The initial suit addressed the failure to make a probable cause determination within 48 hours of arrest. Later, the complaint was amended to argue under 42 U.S.C. § 1983 that the Fourth Amendment guarantee of protection from unreasonable seizure was violated by that failure. After the district court granted Defendants’ motion for dismissal, Plaintiffs appealed.
At the Seventh Circuit, a three-judge panel – Ilana K.D. Rovner, Amy J. St. Eve and Candace Jackson-Akiwumi – began by examining the two Supreme Court decisions to address “procedural requirements for probable cause determinations.” But none was found that “considered the timing of bail hearings.”
Instead, in Gerstein v Pugh, 420 U.S. 103 (1975), the high court determined that the Fourth Amendment requires a prompt “judicial determination of probable cause as a prerequisite to extended restraint of Liberty following arrest.”

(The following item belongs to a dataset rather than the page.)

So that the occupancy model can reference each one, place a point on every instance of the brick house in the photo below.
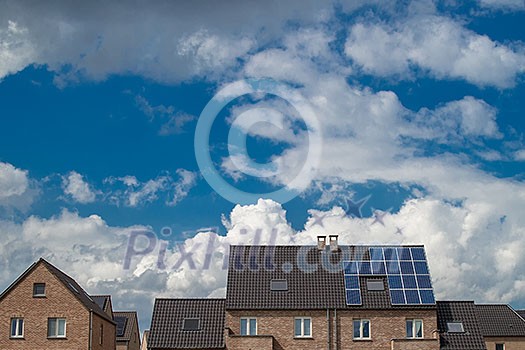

After that, in County of Riverside v McLaughlin 500 U.S. 44 (1991), the Supreme Court said that jurisdictions providing “judicial determinations of probable cause within 48 hours of arrest will ... comply with the promptness requirement of Gerstein,” though that might be too long if a delay is imposed “for the purpose of gathering additional evidence to justify the arrest,” or is “motivated by ill will against the arrested individual” or is “a delay for delay’s sake.”
The Seventh Circuit said it “has likewise never held that a bail hearing must occur within  hours after arrest,” and “no other circuit has imposed a [48-hour] requirement for bail hearings.” In the instant case, the 68-hour hold was also deemed constitutional. While a jurisdiction could choose to hold bail hearings within 48 hours, it is by no means required to do so under the Fourth Amendment, the Court concluded. Therefore the district court’s decision was affirmed. See: Mitchell v. Doherty, 37 F.4th 1277 (7th Cir. 2022).